De la difficulté d’aller à contre-courant
Il y a une vraie difficulté à proposer aujourd’hui une autre politique de l’enseignement supérieur et de la recherche car, en face des réformes diverses et souvent contradictoires lancées par l’actuel gouvernement, le mouvement d’opposition a été essentiellement défensif. Il y avait des revendications tout à fait légitimes, mais l’inspiration générale était plutôt « conservatrice ». Beaucoup résumaient l’affaire à « une offensive néolibérale » contre le service public de l’enseignement supérieur et de la recherche, implicitement crédité de toutes les qualités. Aussi, toutes les propositions qui visent à changer ce système en profondeur courent-elles le risque d’être reçues comme une trahison. Mais c’est un risque à prendre.
Pour l’autonomie des universités
Une question centrale touche au rôle de l’Etat et à l’autonomie des universités. Quelle que soit l’issue politique en 2012, je ne crois pas que la longue marche des universités françaises [2] vers l’autonomie pourra tourner court, en dépit des graves défauts de la LRU. D’abord son application est trop avancée et les établissements s’y sont déjà engagés, en dépit des discours, d’une façon qui n’est plus totalement réversible. Mais, au-delà des aspects législatifs et règlementaires, l’autonomie est un changement de culture qui n’a de sens que si les acteurs y croient. Or, dans le récent mouvement contre les réformes, beaucoup se sont crispés sur une défense excessive et très contestable du pilotage centralisé par l’Etat. Pourtant l’autonomie fut naguère une idée de gauche. Ainsi dans le rapport du Collège de France remis en 1985 au président de la République, intitulé « Propositions pour l’enseignement de l’avenir », et rédigé au nom de ses collègues par Pierre Bourdieu, on trouve un vibrant plaidoyer pour l’autonomie dans tous les ordres d’enseignement, mais spécialement dans l’enseignement supérieur[3]. Un aspect positif de l’autonomie c’est de déchirer le voile de l’égalité formelle et de forcer les acteurs à se positionner et à s’impliquer, au lieu de s’abriter derrière l’application de règlementations prétendument neutres.
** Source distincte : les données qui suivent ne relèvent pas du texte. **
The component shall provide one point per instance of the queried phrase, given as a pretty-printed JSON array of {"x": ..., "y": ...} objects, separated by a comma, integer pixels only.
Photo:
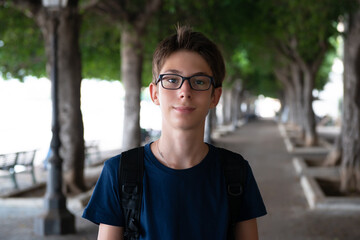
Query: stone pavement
[{"x": 289, "y": 216}]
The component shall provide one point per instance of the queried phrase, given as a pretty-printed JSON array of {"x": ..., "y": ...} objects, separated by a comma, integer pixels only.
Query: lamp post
[{"x": 56, "y": 219}]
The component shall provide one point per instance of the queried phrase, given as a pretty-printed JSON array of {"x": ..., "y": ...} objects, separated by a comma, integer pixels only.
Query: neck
[{"x": 180, "y": 149}]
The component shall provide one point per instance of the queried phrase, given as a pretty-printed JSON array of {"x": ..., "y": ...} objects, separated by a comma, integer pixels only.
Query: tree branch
[
  {"x": 150, "y": 8},
  {"x": 28, "y": 7}
]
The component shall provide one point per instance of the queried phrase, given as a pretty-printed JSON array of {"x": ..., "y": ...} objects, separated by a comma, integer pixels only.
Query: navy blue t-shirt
[{"x": 177, "y": 204}]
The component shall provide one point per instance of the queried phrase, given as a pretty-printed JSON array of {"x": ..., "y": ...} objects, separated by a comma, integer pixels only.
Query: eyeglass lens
[{"x": 200, "y": 83}]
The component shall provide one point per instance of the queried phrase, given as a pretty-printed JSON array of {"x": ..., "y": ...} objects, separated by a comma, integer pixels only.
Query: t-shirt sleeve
[
  {"x": 104, "y": 205},
  {"x": 252, "y": 205}
]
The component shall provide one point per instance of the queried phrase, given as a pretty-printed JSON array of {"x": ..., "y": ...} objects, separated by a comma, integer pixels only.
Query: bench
[
  {"x": 13, "y": 163},
  {"x": 92, "y": 152}
]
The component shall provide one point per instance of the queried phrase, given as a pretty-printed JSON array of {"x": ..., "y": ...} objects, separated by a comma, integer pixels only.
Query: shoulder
[
  {"x": 230, "y": 158},
  {"x": 112, "y": 162}
]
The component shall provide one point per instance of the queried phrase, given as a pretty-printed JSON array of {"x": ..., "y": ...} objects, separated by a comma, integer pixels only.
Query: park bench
[
  {"x": 92, "y": 152},
  {"x": 17, "y": 162}
]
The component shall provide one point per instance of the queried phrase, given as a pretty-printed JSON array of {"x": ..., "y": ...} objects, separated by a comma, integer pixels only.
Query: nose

Un obstacle à l’émergence de véritables universités en France, outre l’histoire institutionnelle, c’est le doute et la méfiance que suscitent leur autonomie et leur rôle d’opérateur de recherche, alors qu’il faudrait une mobilisation de toutes les énergies pour assumer cette mutation dans de bonnes conditions. Il importe donc d’affirmer la valeur positive de l’autonomie, et d’inciter les universitaires à se l’approprier. Ceci suppose à coup sûr de corriger quelques dispositions de la LRU, mais tout ne se résume pas à la loi.